戦争になるかもしれないと思って米を三十俵、仙台みそをひとたる買っておいた。「ところが期日が切迫するにしたがって、切迫すればするほど役に立たないものは米とみそ、その三十俵の米をどうするというたところが、かついでいかれるものでもなければ、みそだるを背負って駈けることもできなかろう。これはおかしい、昔は戦争のとき米とみそがあればいいといったが、戦争のときぐらい米とみそのじゃまになるものはない。これはマア逃げるときは、この米とみそだるは捨てて行くよりほかはないといって、その騒動の真っ盛りに大笑いをもよおしたことがある」と言っている(「福翁自伝」)。

両方とも維新の動乱がおさまって何年もあとに当時を回想して語っている。いくらたくあん好きの海舟でも米とみそは用意しただろう。でも当時を思い出して口をついて出てきたのが「たくあんがなくなってしまった」というグチである。つまり何はなくとも飯にたくあんさえあればその日その日の食事はできる、と考えていたにちがいない。


たくあんは日本人の食べ物として70年代初頭の香港ではちょっと知られていたようだ。私は当時航空会社の社員で空港で日本人旅客の世話をしていた。同僚はみな香港の若い女性で職業柄日本に遊びに行った経験がある人が多かった。その彼女たちがみやげばなしにするのが「日本人は『黄蘿蔔(ウォンローバッ)』を好む」ということだった。黄蘿蔔というのは「黄色い大根」ということでたくあんのことだ。何にでも「黄大根」がついてくるので印象深かったのだろう。残念なことにあまり評判はよくなかった。

それを聞いていて私はハッと気がついた。レストランで食べるかぎり、中国料理には大根が出てこないのだ。日本料理における大根の重要性を考えるとこれはおどろくべきことではないだろうか。考えても見てください。日本料理から大根をとってしまったらいったいどうなるだろう。たくあんはもとより、だいこんおろしもさしみのツマも、ふろふきだいこんもおでんもない日本料理が考えられるだろうか。

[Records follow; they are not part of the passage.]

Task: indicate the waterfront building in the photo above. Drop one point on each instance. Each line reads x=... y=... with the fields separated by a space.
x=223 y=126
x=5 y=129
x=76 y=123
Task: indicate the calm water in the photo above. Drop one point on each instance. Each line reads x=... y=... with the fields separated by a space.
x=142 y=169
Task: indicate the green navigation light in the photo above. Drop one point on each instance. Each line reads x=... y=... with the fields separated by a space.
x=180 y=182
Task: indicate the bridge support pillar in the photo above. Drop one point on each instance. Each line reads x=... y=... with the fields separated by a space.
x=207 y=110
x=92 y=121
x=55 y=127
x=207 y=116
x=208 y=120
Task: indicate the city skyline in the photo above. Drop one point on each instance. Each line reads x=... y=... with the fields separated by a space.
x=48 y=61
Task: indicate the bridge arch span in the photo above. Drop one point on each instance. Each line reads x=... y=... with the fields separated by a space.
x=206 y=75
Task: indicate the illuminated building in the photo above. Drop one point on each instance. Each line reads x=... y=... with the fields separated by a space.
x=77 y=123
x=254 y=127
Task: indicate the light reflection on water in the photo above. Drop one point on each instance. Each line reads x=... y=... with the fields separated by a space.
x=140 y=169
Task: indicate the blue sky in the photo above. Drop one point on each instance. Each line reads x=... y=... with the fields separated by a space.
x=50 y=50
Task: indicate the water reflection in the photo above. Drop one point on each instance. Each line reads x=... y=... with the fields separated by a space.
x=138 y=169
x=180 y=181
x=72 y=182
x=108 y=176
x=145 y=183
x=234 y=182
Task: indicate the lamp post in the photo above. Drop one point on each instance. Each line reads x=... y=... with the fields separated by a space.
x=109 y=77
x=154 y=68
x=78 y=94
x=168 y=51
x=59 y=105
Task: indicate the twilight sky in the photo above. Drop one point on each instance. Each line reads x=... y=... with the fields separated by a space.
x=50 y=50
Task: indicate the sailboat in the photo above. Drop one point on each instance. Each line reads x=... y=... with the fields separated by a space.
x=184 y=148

市場に行けば大根は売っているから中国人が大根を食べない、ということはない。家庭では食べているはずなのだ。魯迅(ろじん)の「阿Q正伝」という小説には主人公が飢えにせまられて畑から大根を盗み、生でかじる、という描写がある。

でもレストランでは大根は出てこない。唯一の例外が飲茶で食べる「大根もち」だ。これはすりおろした大根と上新粉をまぜあわせて干しえびなどを入れて形をととのえ、油でいためたものだ。私は好きなのだけど大根の味はほとんどしない。それ以外ではスープの中にだしをとるために大根の薄切りがはいっているとか、ラー油のなかに切り込んであるとかいうぐらいしかなかった。中国料理では大根は下等な食材なのだろう。

中国でも大根を漬け物にすると聞いたことがあるが、少なくとも香港のレストランでは食べたことがない。

これを見ても日本料理と中国料理がいかに違うか、納得されるのではないだろうか。

干し野菜のことを書いていてつい脱線してしまった。日本では干し野菜を作るための専用のつりかごが売られているようで干し野菜を作るのは少しもめずらしいことではないのかもしれない。でも私にはまったく初めてのことで新鮮な経験だった。